TransLink to dismantle LED real-time next bus digital displays along Main Street

Dec 28 2020, 5:47 pm

The system of LED real-time information displays found at select bus stops along the Main Street corridor in Vancouver will go offline permanently starting on December 31, 2020.

TransLink states it has made a decision to dismantle the digital signs that show bus arrival times, as its service provider will no longer support the 2G network used by the signs as of the start of 2021.

A total of 27 next bus signs were installed at major bus stop locations along Main Street in 2006 as part of a pilot project supported by Transport Canada and the City of Vancouver.

The project cost $7.7 million, including not only the signs but also wider sidewalks, improved street furniture, more trees and public art, and new curb extensions at bus stops so that trolleys running on Main Street can load and unload without leaving the traffic lane.

Over the years, TransLink and municipal governments across the region have been installing more curb extensions as a strategy to help speed up buses and improve reliability.

translink main street digital bus sign

LED real-time information sign at the southbound bus stop at the intersection of Main Street and King Edward Avenue. (TransLink)

The process of retiring and removing the Main Street signs will begin shortly.
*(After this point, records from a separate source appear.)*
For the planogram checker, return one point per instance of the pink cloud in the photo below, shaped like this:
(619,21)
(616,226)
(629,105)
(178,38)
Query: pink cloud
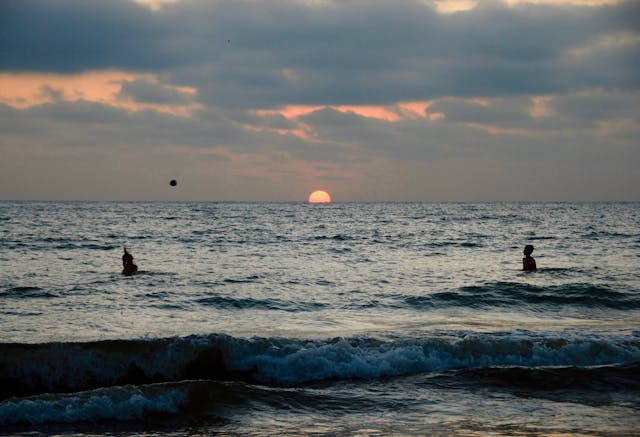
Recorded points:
(31,89)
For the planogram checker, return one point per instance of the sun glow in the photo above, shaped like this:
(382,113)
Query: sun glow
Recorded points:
(319,196)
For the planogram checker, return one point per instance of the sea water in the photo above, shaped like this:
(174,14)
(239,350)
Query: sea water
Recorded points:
(293,318)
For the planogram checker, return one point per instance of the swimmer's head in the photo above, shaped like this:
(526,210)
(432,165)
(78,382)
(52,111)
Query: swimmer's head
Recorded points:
(528,249)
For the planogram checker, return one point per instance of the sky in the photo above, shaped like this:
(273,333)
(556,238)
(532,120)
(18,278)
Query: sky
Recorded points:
(249,100)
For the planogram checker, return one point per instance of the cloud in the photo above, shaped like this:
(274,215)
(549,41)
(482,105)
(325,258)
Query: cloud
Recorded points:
(245,100)
(351,53)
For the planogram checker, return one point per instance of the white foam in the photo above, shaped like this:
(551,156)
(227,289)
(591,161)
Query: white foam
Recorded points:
(361,358)
(120,403)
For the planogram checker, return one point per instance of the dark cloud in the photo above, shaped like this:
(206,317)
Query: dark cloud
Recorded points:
(355,52)
(144,91)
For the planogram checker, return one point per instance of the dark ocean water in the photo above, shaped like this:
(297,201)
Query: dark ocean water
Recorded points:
(296,319)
Over the years, the signs have experienced some issues with reliability and accuracy with their estimated bus arrival times.

The signs display arrival times for the No. 3 Downtown/Main-Marine Drive, No. 8 Fraser/Downtown, and No. 19 Metrotown/Stanley Park, as well as night buses N8 and N19.

Similar displays using the same technology at Carvolth Exchange in Langley and the South Surrey Park and Ride facility will also be decommissioned at the same time.

The displays at both South of Fraser locations and at Main Street-Science World Station will be replaced with newer models to continue providing passengers with timely information at these transit hubs.

For the recently launched RapidBus routes, TransLink installed real-time digital displays that use monochrome LCD screens. These signs are backlit at night, and powered by a three-year battery, unlike the LED models that require a fixed wire electricity connection.

The bus stops for the long-defunct 98 B-Line between downtown Vancouver and Richmond had LED real-time information screens similar to those found along Main Street.